Ça peut être surprenant, comme c'est nous.
Non, tu peux, à peine.
Mais contrairement à ce que vous pouvez penser, je suis plutôt là pour vous parler de la vie et pas vraiment de la mort, en fait.
Je m'appelle Lilian Delaveau, j'ai 26 ans et j'ai créé Requiem Code, le premier service qui permet de créer des hommages en réalité augmentée pour nos défunts.
D'ailleurs, j'ai oublié de vous dire que je vous proposais de nous rejoindre, de rejoindre l'aventure pour 40 000 euros à hauteur de 10% du capital social.
Normalement, dans la pièce, on a tous déjà été confrontés au moins une fois au décès d'un proche.
C'est une épreuve, ça fait partie du deal qu'on a avec la vie.
Mais la vraie question, c'est qu'est-ce qui reste après?
Qu'est-ce que la personne qui est partie a laissé dans notre vie comme trace?
Est-ce que cette plaque ou ces pierres tombales, est-ce qu'elles rendent fidèlement ce que cette personne a représenté pour nous?
Même si elles sont très jolies.
Il m'a semblé que non.
Il m'a semblé qu'il manquait un truc crucial, et c'est vraiment de l'ordre du vécu de la personne, de qui elle était vraiment.
Son sourire, son rire, ses expressions.
Du coup, avec Requiem Code, on a essayé de réinjecter, paradoxalement, du vivant dans les hommages qu'on rend aux morts.
Pour ça...
Il faut un petit code, un peu comme celui-là, et un téléphone.
avec notre application pour scanner le Dicode.
Je vais vous montrer.
C'est une vraie cliente ou...
C'est une actrice pour des raisons de...
Vivez tous votre vie intensément, passionnément.
Et là où je suis maintenant, je vous embrasse très fort.
Et je vous redis, je vous aime très fort.
Ces vidéos-là, elles peuvent être choisies par la famille au moment des obsèques, qui va choisir un souvenir signifiant, qui a du sens.
Ça peut aussi être effectivement, pour les plus de 45% de Français qui préparent leurs obsèques à l'avance, l'occasion de laisser soi-même un message, un témoignage, peut-être une conclusion sur la vie qui a été vécue.
Alors, comment est-ce qu'ensuite on fait pour faire en sorte que les familles ou les personnes puissent avoir accès à Requiem Code?
L'idée pour nous est assez simple, c'est d'aller adresser les 10 000 agences de pompes funèbres en B2B, en redistribution, pour qu'elles le proposent à leurs clients et aux familles.
Aujourd'hui, la V1 du produit, elle est réalisée.
On a déjà commencé notre stratégie commerciale et de communication qu'on a financée nous-mêmes jusqu'à présent.

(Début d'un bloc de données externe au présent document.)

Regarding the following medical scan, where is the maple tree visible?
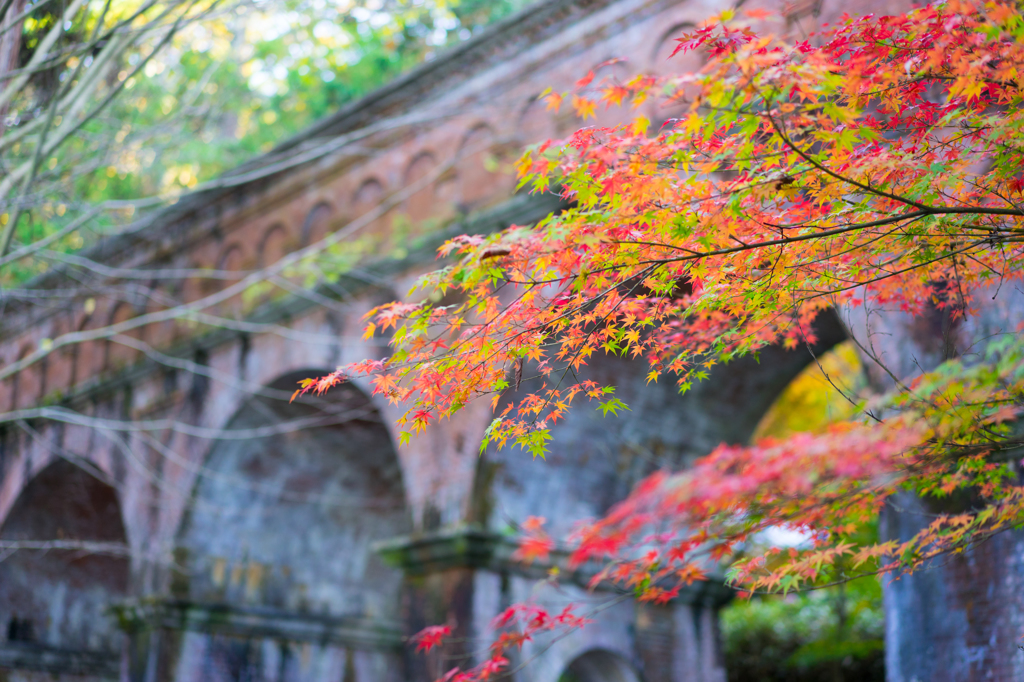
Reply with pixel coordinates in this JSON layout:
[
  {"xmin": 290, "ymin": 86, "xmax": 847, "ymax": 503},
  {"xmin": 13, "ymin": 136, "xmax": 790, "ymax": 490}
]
[{"xmin": 301, "ymin": 1, "xmax": 1024, "ymax": 680}]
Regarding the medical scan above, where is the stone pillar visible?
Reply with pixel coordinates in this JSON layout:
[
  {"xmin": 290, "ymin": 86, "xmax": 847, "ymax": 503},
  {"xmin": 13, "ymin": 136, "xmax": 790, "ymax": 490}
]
[{"xmin": 844, "ymin": 286, "xmax": 1024, "ymax": 682}]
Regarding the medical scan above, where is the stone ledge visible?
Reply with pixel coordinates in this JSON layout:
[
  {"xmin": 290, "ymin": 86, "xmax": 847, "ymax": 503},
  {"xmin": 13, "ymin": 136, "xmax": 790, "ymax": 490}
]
[
  {"xmin": 0, "ymin": 642, "xmax": 121, "ymax": 680},
  {"xmin": 116, "ymin": 599, "xmax": 406, "ymax": 651},
  {"xmin": 374, "ymin": 527, "xmax": 734, "ymax": 606}
]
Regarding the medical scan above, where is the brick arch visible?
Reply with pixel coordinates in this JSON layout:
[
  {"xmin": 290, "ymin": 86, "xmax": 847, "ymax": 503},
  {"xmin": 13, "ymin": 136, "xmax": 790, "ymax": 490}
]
[
  {"xmin": 456, "ymin": 123, "xmax": 501, "ymax": 211},
  {"xmin": 216, "ymin": 242, "xmax": 246, "ymax": 272},
  {"xmin": 172, "ymin": 367, "xmax": 412, "ymax": 682},
  {"xmin": 516, "ymin": 93, "xmax": 555, "ymax": 144},
  {"xmin": 256, "ymin": 222, "xmax": 288, "ymax": 267},
  {"xmin": 401, "ymin": 150, "xmax": 437, "ymax": 223},
  {"xmin": 71, "ymin": 312, "xmax": 103, "ymax": 386},
  {"xmin": 11, "ymin": 341, "xmax": 43, "ymax": 409},
  {"xmin": 0, "ymin": 460, "xmax": 129, "ymax": 677},
  {"xmin": 472, "ymin": 312, "xmax": 847, "ymax": 537},
  {"xmin": 301, "ymin": 201, "xmax": 335, "ymax": 246},
  {"xmin": 558, "ymin": 648, "xmax": 640, "ymax": 682},
  {"xmin": 352, "ymin": 176, "xmax": 385, "ymax": 215},
  {"xmin": 103, "ymin": 301, "xmax": 142, "ymax": 371}
]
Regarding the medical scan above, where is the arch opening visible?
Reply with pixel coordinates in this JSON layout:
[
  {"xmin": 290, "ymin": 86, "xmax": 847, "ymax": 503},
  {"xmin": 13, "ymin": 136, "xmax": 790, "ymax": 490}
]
[
  {"xmin": 172, "ymin": 369, "xmax": 412, "ymax": 682},
  {"xmin": 0, "ymin": 460, "xmax": 130, "ymax": 678},
  {"xmin": 558, "ymin": 649, "xmax": 640, "ymax": 682}
]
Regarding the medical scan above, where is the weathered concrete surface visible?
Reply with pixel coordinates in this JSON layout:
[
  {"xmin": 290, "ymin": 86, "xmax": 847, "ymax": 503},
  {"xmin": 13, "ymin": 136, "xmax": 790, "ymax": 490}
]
[{"xmin": 845, "ymin": 286, "xmax": 1024, "ymax": 682}]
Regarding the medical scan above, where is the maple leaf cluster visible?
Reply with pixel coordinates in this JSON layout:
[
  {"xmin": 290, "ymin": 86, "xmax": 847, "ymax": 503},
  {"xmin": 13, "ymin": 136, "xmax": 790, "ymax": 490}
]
[{"xmin": 302, "ymin": 0, "xmax": 1024, "ymax": 680}]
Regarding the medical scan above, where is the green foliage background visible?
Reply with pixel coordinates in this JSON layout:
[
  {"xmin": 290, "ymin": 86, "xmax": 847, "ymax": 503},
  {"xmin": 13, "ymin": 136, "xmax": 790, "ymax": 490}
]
[{"xmin": 6, "ymin": 0, "xmax": 531, "ymax": 286}]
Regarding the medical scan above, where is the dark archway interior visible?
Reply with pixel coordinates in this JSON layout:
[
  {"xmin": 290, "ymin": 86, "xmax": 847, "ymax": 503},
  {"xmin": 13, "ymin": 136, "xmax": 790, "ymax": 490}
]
[
  {"xmin": 473, "ymin": 312, "xmax": 847, "ymax": 537},
  {"xmin": 558, "ymin": 649, "xmax": 640, "ymax": 682},
  {"xmin": 178, "ymin": 369, "xmax": 412, "ymax": 620},
  {"xmin": 0, "ymin": 460, "xmax": 129, "ymax": 653}
]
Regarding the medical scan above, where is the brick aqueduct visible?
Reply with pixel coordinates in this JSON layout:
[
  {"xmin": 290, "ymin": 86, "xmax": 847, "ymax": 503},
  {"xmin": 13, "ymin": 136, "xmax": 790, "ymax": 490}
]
[{"xmin": 0, "ymin": 0, "xmax": 995, "ymax": 682}]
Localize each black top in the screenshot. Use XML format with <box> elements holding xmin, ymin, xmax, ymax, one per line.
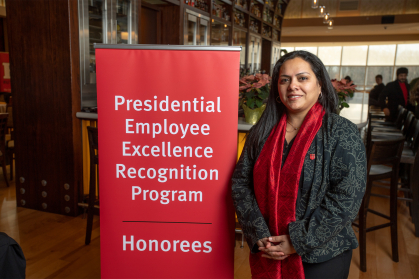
<box><xmin>369</xmin><ymin>83</ymin><xmax>385</xmax><ymax>102</ymax></box>
<box><xmin>232</xmin><ymin>113</ymin><xmax>367</xmax><ymax>263</ymax></box>
<box><xmin>379</xmin><ymin>80</ymin><xmax>413</xmax><ymax>122</ymax></box>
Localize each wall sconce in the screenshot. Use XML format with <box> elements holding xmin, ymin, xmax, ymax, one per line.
<box><xmin>319</xmin><ymin>6</ymin><xmax>326</xmax><ymax>17</ymax></box>
<box><xmin>327</xmin><ymin>19</ymin><xmax>333</xmax><ymax>29</ymax></box>
<box><xmin>323</xmin><ymin>13</ymin><xmax>330</xmax><ymax>24</ymax></box>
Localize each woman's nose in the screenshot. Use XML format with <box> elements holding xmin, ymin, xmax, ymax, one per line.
<box><xmin>288</xmin><ymin>79</ymin><xmax>297</xmax><ymax>91</ymax></box>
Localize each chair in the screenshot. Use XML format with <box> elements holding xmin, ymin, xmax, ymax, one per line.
<box><xmin>234</xmin><ymin>214</ymin><xmax>244</xmax><ymax>248</ymax></box>
<box><xmin>6</xmin><ymin>131</ymin><xmax>15</xmax><ymax>180</ymax></box>
<box><xmin>353</xmin><ymin>138</ymin><xmax>404</xmax><ymax>272</ymax></box>
<box><xmin>85</xmin><ymin>127</ymin><xmax>99</xmax><ymax>245</ymax></box>
<box><xmin>0</xmin><ymin>113</ymin><xmax>9</xmax><ymax>187</ymax></box>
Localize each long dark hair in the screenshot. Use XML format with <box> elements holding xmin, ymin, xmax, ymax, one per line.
<box><xmin>246</xmin><ymin>50</ymin><xmax>338</xmax><ymax>160</ymax></box>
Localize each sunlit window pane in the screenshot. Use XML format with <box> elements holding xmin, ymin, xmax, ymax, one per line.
<box><xmin>393</xmin><ymin>66</ymin><xmax>419</xmax><ymax>82</ymax></box>
<box><xmin>396</xmin><ymin>44</ymin><xmax>419</xmax><ymax>65</ymax></box>
<box><xmin>341</xmin><ymin>67</ymin><xmax>365</xmax><ymax>90</ymax></box>
<box><xmin>318</xmin><ymin>46</ymin><xmax>342</xmax><ymax>65</ymax></box>
<box><xmin>281</xmin><ymin>47</ymin><xmax>295</xmax><ymax>53</ymax></box>
<box><xmin>366</xmin><ymin>66</ymin><xmax>394</xmax><ymax>90</ymax></box>
<box><xmin>368</xmin><ymin>45</ymin><xmax>396</xmax><ymax>66</ymax></box>
<box><xmin>342</xmin><ymin>46</ymin><xmax>368</xmax><ymax>66</ymax></box>
<box><xmin>295</xmin><ymin>47</ymin><xmax>317</xmax><ymax>55</ymax></box>
<box><xmin>326</xmin><ymin>66</ymin><xmax>340</xmax><ymax>80</ymax></box>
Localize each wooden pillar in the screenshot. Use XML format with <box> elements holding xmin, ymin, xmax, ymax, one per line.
<box><xmin>6</xmin><ymin>0</ymin><xmax>82</xmax><ymax>216</ymax></box>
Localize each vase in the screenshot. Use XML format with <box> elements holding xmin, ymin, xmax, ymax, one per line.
<box><xmin>242</xmin><ymin>104</ymin><xmax>266</xmax><ymax>125</ymax></box>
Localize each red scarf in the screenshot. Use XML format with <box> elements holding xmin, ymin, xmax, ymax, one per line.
<box><xmin>250</xmin><ymin>103</ymin><xmax>325</xmax><ymax>279</ymax></box>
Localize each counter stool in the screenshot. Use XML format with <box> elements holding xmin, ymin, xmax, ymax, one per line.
<box><xmin>0</xmin><ymin>113</ymin><xmax>9</xmax><ymax>187</ymax></box>
<box><xmin>234</xmin><ymin>214</ymin><xmax>244</xmax><ymax>248</ymax></box>
<box><xmin>85</xmin><ymin>126</ymin><xmax>99</xmax><ymax>245</ymax></box>
<box><xmin>6</xmin><ymin>130</ymin><xmax>15</xmax><ymax>181</ymax></box>
<box><xmin>353</xmin><ymin>138</ymin><xmax>404</xmax><ymax>272</ymax></box>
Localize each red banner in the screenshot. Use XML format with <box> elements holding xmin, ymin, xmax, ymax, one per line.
<box><xmin>96</xmin><ymin>46</ymin><xmax>240</xmax><ymax>278</ymax></box>
<box><xmin>0</xmin><ymin>52</ymin><xmax>12</xmax><ymax>93</ymax></box>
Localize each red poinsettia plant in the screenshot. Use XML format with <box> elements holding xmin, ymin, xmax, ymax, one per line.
<box><xmin>331</xmin><ymin>79</ymin><xmax>356</xmax><ymax>111</ymax></box>
<box><xmin>239</xmin><ymin>74</ymin><xmax>271</xmax><ymax>109</ymax></box>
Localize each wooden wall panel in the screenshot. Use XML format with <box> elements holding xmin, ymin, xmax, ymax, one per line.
<box><xmin>261</xmin><ymin>39</ymin><xmax>272</xmax><ymax>75</ymax></box>
<box><xmin>139</xmin><ymin>3</ymin><xmax>161</xmax><ymax>44</ymax></box>
<box><xmin>160</xmin><ymin>5</ymin><xmax>183</xmax><ymax>45</ymax></box>
<box><xmin>6</xmin><ymin>0</ymin><xmax>82</xmax><ymax>215</ymax></box>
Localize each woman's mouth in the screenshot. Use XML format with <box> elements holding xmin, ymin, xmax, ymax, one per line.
<box><xmin>288</xmin><ymin>95</ymin><xmax>302</xmax><ymax>100</ymax></box>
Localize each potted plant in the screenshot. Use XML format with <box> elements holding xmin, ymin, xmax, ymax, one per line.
<box><xmin>239</xmin><ymin>74</ymin><xmax>271</xmax><ymax>125</ymax></box>
<box><xmin>331</xmin><ymin>79</ymin><xmax>356</xmax><ymax>114</ymax></box>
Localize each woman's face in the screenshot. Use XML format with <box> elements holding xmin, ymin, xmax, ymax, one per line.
<box><xmin>278</xmin><ymin>57</ymin><xmax>321</xmax><ymax>114</ymax></box>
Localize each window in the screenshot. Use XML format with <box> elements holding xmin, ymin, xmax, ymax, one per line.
<box><xmin>341</xmin><ymin>67</ymin><xmax>365</xmax><ymax>90</ymax></box>
<box><xmin>365</xmin><ymin>66</ymin><xmax>394</xmax><ymax>91</ymax></box>
<box><xmin>282</xmin><ymin>43</ymin><xmax>419</xmax><ymax>91</ymax></box>
<box><xmin>396</xmin><ymin>44</ymin><xmax>419</xmax><ymax>66</ymax></box>
<box><xmin>317</xmin><ymin>46</ymin><xmax>342</xmax><ymax>65</ymax></box>
<box><xmin>295</xmin><ymin>47</ymin><xmax>317</xmax><ymax>55</ymax></box>
<box><xmin>368</xmin><ymin>45</ymin><xmax>396</xmax><ymax>66</ymax></box>
<box><xmin>342</xmin><ymin>46</ymin><xmax>368</xmax><ymax>66</ymax></box>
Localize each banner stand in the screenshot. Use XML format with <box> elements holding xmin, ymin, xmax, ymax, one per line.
<box><xmin>95</xmin><ymin>44</ymin><xmax>241</xmax><ymax>278</ymax></box>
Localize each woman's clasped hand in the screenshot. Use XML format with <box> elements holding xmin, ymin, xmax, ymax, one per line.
<box><xmin>257</xmin><ymin>235</ymin><xmax>296</xmax><ymax>261</ymax></box>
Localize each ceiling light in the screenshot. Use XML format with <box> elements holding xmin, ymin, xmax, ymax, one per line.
<box><xmin>323</xmin><ymin>13</ymin><xmax>330</xmax><ymax>23</ymax></box>
<box><xmin>327</xmin><ymin>19</ymin><xmax>333</xmax><ymax>29</ymax></box>
<box><xmin>319</xmin><ymin>6</ymin><xmax>326</xmax><ymax>17</ymax></box>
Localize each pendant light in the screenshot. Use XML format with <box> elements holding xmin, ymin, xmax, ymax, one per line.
<box><xmin>323</xmin><ymin>13</ymin><xmax>330</xmax><ymax>24</ymax></box>
<box><xmin>327</xmin><ymin>19</ymin><xmax>333</xmax><ymax>29</ymax></box>
<box><xmin>319</xmin><ymin>6</ymin><xmax>326</xmax><ymax>17</ymax></box>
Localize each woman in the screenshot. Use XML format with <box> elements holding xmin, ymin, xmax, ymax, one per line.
<box><xmin>232</xmin><ymin>51</ymin><xmax>366</xmax><ymax>279</ymax></box>
<box><xmin>410</xmin><ymin>80</ymin><xmax>419</xmax><ymax>118</ymax></box>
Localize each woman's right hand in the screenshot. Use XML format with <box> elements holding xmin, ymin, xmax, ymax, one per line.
<box><xmin>257</xmin><ymin>240</ymin><xmax>289</xmax><ymax>261</ymax></box>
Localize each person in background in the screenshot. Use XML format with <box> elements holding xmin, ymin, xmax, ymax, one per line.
<box><xmin>345</xmin><ymin>76</ymin><xmax>354</xmax><ymax>85</ymax></box>
<box><xmin>369</xmin><ymin>75</ymin><xmax>385</xmax><ymax>106</ymax></box>
<box><xmin>409</xmin><ymin>77</ymin><xmax>419</xmax><ymax>91</ymax></box>
<box><xmin>410</xmin><ymin>79</ymin><xmax>419</xmax><ymax>118</ymax></box>
<box><xmin>378</xmin><ymin>68</ymin><xmax>412</xmax><ymax>122</ymax></box>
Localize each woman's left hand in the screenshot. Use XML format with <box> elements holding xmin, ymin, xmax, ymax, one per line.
<box><xmin>259</xmin><ymin>235</ymin><xmax>296</xmax><ymax>260</ymax></box>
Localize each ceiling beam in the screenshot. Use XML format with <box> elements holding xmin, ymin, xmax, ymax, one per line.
<box><xmin>282</xmin><ymin>14</ymin><xmax>419</xmax><ymax>27</ymax></box>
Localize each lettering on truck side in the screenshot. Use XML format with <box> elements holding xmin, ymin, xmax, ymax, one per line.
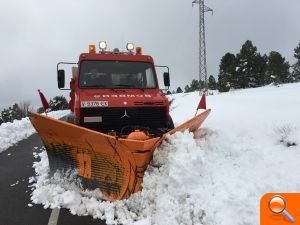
<box><xmin>94</xmin><ymin>94</ymin><xmax>152</xmax><ymax>98</ymax></box>
<box><xmin>81</xmin><ymin>101</ymin><xmax>108</xmax><ymax>108</ymax></box>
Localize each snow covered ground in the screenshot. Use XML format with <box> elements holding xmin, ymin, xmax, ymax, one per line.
<box><xmin>30</xmin><ymin>83</ymin><xmax>300</xmax><ymax>225</ymax></box>
<box><xmin>0</xmin><ymin>110</ymin><xmax>70</xmax><ymax>152</ymax></box>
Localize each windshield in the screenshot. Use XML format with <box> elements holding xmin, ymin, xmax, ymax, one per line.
<box><xmin>79</xmin><ymin>61</ymin><xmax>156</xmax><ymax>89</ymax></box>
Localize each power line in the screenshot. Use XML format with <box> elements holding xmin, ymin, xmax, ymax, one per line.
<box><xmin>192</xmin><ymin>0</ymin><xmax>213</xmax><ymax>90</ymax></box>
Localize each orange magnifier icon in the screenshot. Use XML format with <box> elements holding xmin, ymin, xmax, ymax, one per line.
<box><xmin>268</xmin><ymin>195</ymin><xmax>295</xmax><ymax>223</ymax></box>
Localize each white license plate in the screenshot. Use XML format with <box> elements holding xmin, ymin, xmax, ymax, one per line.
<box><xmin>84</xmin><ymin>116</ymin><xmax>102</xmax><ymax>123</ymax></box>
<box><xmin>81</xmin><ymin>101</ymin><xmax>108</xmax><ymax>108</ymax></box>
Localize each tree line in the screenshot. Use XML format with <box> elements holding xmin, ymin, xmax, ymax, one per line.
<box><xmin>168</xmin><ymin>40</ymin><xmax>300</xmax><ymax>94</ymax></box>
<box><xmin>0</xmin><ymin>95</ymin><xmax>69</xmax><ymax>124</ymax></box>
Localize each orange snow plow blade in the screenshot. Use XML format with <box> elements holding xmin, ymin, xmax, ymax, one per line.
<box><xmin>29</xmin><ymin>109</ymin><xmax>210</xmax><ymax>200</ymax></box>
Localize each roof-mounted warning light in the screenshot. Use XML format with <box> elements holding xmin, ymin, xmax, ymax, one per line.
<box><xmin>99</xmin><ymin>41</ymin><xmax>107</xmax><ymax>52</ymax></box>
<box><xmin>89</xmin><ymin>45</ymin><xmax>96</xmax><ymax>53</ymax></box>
<box><xmin>126</xmin><ymin>43</ymin><xmax>134</xmax><ymax>52</ymax></box>
<box><xmin>135</xmin><ymin>47</ymin><xmax>142</xmax><ymax>55</ymax></box>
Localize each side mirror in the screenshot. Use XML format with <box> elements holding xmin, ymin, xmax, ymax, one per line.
<box><xmin>164</xmin><ymin>72</ymin><xmax>170</xmax><ymax>87</ymax></box>
<box><xmin>57</xmin><ymin>70</ymin><xmax>65</xmax><ymax>88</ymax></box>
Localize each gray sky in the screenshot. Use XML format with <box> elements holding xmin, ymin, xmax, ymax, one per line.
<box><xmin>0</xmin><ymin>0</ymin><xmax>300</xmax><ymax>108</ymax></box>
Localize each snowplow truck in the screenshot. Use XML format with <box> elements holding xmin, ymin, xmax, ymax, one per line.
<box><xmin>29</xmin><ymin>42</ymin><xmax>210</xmax><ymax>200</ymax></box>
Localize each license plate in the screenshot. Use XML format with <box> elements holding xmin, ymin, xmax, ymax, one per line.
<box><xmin>84</xmin><ymin>116</ymin><xmax>102</xmax><ymax>123</ymax></box>
<box><xmin>81</xmin><ymin>101</ymin><xmax>108</xmax><ymax>108</ymax></box>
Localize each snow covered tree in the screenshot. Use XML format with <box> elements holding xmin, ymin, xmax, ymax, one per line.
<box><xmin>1</xmin><ymin>104</ymin><xmax>24</xmax><ymax>123</ymax></box>
<box><xmin>49</xmin><ymin>95</ymin><xmax>69</xmax><ymax>111</ymax></box>
<box><xmin>218</xmin><ymin>52</ymin><xmax>237</xmax><ymax>92</ymax></box>
<box><xmin>208</xmin><ymin>75</ymin><xmax>217</xmax><ymax>90</ymax></box>
<box><xmin>292</xmin><ymin>41</ymin><xmax>300</xmax><ymax>82</ymax></box>
<box><xmin>184</xmin><ymin>85</ymin><xmax>191</xmax><ymax>93</ymax></box>
<box><xmin>176</xmin><ymin>87</ymin><xmax>183</xmax><ymax>93</ymax></box>
<box><xmin>236</xmin><ymin>40</ymin><xmax>260</xmax><ymax>88</ymax></box>
<box><xmin>249</xmin><ymin>53</ymin><xmax>271</xmax><ymax>87</ymax></box>
<box><xmin>267</xmin><ymin>51</ymin><xmax>291</xmax><ymax>84</ymax></box>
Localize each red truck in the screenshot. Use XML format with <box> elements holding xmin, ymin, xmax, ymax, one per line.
<box><xmin>57</xmin><ymin>42</ymin><xmax>174</xmax><ymax>135</ymax></box>
<box><xmin>29</xmin><ymin>42</ymin><xmax>210</xmax><ymax>200</ymax></box>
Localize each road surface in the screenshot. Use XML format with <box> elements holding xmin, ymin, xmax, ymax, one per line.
<box><xmin>0</xmin><ymin>134</ymin><xmax>106</xmax><ymax>225</ymax></box>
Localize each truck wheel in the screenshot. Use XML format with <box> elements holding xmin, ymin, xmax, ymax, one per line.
<box><xmin>168</xmin><ymin>116</ymin><xmax>175</xmax><ymax>130</ymax></box>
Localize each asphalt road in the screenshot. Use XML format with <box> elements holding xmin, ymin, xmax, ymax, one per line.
<box><xmin>0</xmin><ymin>134</ymin><xmax>106</xmax><ymax>225</ymax></box>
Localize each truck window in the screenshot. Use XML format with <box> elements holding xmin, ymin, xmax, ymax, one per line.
<box><xmin>79</xmin><ymin>61</ymin><xmax>157</xmax><ymax>89</ymax></box>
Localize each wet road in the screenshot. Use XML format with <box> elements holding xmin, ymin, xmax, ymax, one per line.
<box><xmin>0</xmin><ymin>134</ymin><xmax>106</xmax><ymax>225</ymax></box>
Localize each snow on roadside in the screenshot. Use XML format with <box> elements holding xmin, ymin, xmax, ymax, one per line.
<box><xmin>30</xmin><ymin>132</ymin><xmax>206</xmax><ymax>225</ymax></box>
<box><xmin>0</xmin><ymin>110</ymin><xmax>70</xmax><ymax>152</ymax></box>
<box><xmin>31</xmin><ymin>83</ymin><xmax>300</xmax><ymax>225</ymax></box>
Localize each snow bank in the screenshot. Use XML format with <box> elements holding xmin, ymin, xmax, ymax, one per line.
<box><xmin>31</xmin><ymin>83</ymin><xmax>300</xmax><ymax>225</ymax></box>
<box><xmin>0</xmin><ymin>110</ymin><xmax>70</xmax><ymax>152</ymax></box>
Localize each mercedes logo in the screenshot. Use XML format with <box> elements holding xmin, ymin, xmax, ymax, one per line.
<box><xmin>121</xmin><ymin>109</ymin><xmax>130</xmax><ymax>119</ymax></box>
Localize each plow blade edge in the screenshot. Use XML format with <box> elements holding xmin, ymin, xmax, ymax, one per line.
<box><xmin>29</xmin><ymin>110</ymin><xmax>210</xmax><ymax>200</ymax></box>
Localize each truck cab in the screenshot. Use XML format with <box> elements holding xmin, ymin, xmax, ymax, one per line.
<box><xmin>57</xmin><ymin>42</ymin><xmax>174</xmax><ymax>136</ymax></box>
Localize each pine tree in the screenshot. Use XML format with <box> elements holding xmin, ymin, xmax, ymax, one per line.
<box><xmin>292</xmin><ymin>41</ymin><xmax>300</xmax><ymax>82</ymax></box>
<box><xmin>267</xmin><ymin>51</ymin><xmax>291</xmax><ymax>84</ymax></box>
<box><xmin>236</xmin><ymin>40</ymin><xmax>260</xmax><ymax>88</ymax></box>
<box><xmin>208</xmin><ymin>75</ymin><xmax>217</xmax><ymax>90</ymax></box>
<box><xmin>250</xmin><ymin>53</ymin><xmax>271</xmax><ymax>87</ymax></box>
<box><xmin>1</xmin><ymin>104</ymin><xmax>23</xmax><ymax>123</ymax></box>
<box><xmin>176</xmin><ymin>87</ymin><xmax>183</xmax><ymax>93</ymax></box>
<box><xmin>190</xmin><ymin>79</ymin><xmax>201</xmax><ymax>91</ymax></box>
<box><xmin>218</xmin><ymin>52</ymin><xmax>237</xmax><ymax>92</ymax></box>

Et ce qui va nous manquer pour commencer à adresser ces gens, c'est un peu le coup de starter là-dedans.
Ce qui va nous manquer, c'est notamment une machine, qui n'est pas excessivement chère, c'est 10 000 euros, pour imprimer ce genre de code de bonne qualité et avec les matériaux qu'on veut, parce que ça reste quelque chose d'assez important et qui doit être un bel objet.
Vous avez quoi comme formation pour vous être lancé dans cet univers de la mort qui n'est quand même pas super commun comme terrain de jeu?
Moi, j'ai une formation ingénieur, centrale supélec en l'occurrence.
Ce qui s'est passé, c'est qu'il y a un peu plus d'un an, j'ai fait un truc très simple qui arrive malheureusement à beaucoup de gens de mon âge.
J'ai enterré mon grand-père.
Et il s'avère que mon grand-père, il avait deux caractéristiques très simples.
Il avait un rire exceptionnel et il avait des tas d'anecdotes.
Et au moment de l'enterrement, j'avais face à moi une tombe et elle n'avait pas de rire et aucune anecdote.
Et je me suis dit, merde!
C'est vraiment cette expérience-là qui m'a fait dire, il y a peut-être quelque chose à faire.
Et avec mon œil d'ingénieur, je me suis dit, OK, je pourrais peut-être commencer à envisager certaines technos, etc.
Et peu à peu, on est arrivé à Requiem Code.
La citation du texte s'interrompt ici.